Odinga has vowed to tackle the outcome of the poll in court. And going by the radical courage for which the Kenyan judiciary is reputed, nothing is settled until the court says the last word. In 2017, the Kenyan Supreme Court voided the country’s presidential poll held on 08th August that year – and with incumbent President Kenyatta already returned by IEBC for a second term – at the instance of a challenge by same Raila Odinga. The apex court ordered a rerun election within 60 days after invalidating the earlier poll – not because there were proven violations in the voting process or ballot counting, but on account of infringement of procedure in results transmission by the electoral commission. Against that backdrop, no one in Kenya right now, including Ruto, can breathe easy yet until the court adjudicates Raila’s challenge in the coming weeks.
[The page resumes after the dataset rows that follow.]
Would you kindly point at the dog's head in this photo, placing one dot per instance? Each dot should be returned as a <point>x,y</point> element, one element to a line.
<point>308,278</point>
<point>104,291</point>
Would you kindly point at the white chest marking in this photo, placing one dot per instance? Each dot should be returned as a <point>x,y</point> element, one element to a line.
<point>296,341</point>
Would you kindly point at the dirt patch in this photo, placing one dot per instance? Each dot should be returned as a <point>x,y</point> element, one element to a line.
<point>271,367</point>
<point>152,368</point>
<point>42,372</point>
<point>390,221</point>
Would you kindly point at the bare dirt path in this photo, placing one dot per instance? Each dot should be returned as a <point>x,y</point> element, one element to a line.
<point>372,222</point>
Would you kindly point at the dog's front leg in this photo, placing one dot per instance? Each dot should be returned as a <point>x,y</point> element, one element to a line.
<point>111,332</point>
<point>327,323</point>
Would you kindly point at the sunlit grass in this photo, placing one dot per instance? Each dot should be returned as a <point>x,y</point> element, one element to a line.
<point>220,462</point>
But there are yet lessons to learn by other African democracies, especially Nigeria, from the just-concluded Kenyan election. For one, the poll and the aftermath has been remarkably peaceful, contrary to historical notoriety of Kenyan politics for wildcat violence. The vicious animus that trailed the country’s 2007 election, resulting in more than 1,000 people being killed and hundreds of thousands getting displaced from their homes, rankles still in memory. Even the 2017 poll was hobbled by pockets of violence, including the brutal murder of IEBC’s head of Information, Communication and Technology, Christopher Msando. In this year’s election, however, political gladiators were upfront in urging their supporters to keep the peace no matter what, and submit to the rule of law. That must have contributed in no small measure to the overall peace that characterised the Kenyan poll. The moral here is that the violence that often characterises African – nay, Nigerian – elections is a function of unbridled desperation of political actors; this can be tamed if they commit to the rule of law and cue their supporters to do same.
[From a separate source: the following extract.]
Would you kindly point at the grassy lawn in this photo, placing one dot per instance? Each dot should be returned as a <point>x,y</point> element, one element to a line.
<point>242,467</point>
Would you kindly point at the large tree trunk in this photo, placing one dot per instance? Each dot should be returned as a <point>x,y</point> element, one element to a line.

Next is that electioneering in Kenya for the just-concluded poll was issue-based and decidedly weaned off ethnic baiting, which historically was the standard tack. It must be due to issue-based campaign that much of Ruto’s votes came from 10 counties in the Mount Kenya region mostly inhabited by Kikuyus, even more than from among his own Kalenjin stock. That is to say, his victory was made possible by votes from his opponent’s tribal group more than from his own people. Nigerian political actors must know that the key to cross-cutting appeal is issue-based campaign, as opposed to personality attacks or ethnic-baiting.
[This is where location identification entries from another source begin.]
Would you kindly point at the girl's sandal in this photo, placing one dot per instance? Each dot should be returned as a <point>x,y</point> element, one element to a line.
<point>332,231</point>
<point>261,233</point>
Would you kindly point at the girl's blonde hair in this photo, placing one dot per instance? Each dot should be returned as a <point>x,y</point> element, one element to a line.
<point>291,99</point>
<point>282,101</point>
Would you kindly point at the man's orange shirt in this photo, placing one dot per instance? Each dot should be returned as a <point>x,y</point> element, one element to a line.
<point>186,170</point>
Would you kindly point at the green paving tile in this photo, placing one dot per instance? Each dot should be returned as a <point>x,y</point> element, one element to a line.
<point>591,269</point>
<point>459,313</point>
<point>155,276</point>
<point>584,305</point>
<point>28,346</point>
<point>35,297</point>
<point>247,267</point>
On the other hand, IEBC’s ‘civil war’ over the poll outcome is a way for electoral commissions not to go. The credibility of elections is more a function of perception than anything else, and it is tantamount to reputational suicide when election managers, for whatever reason, in-fight over verdicts that they should rather invest their collective integrity on - first to perfect, and thereafter uphold.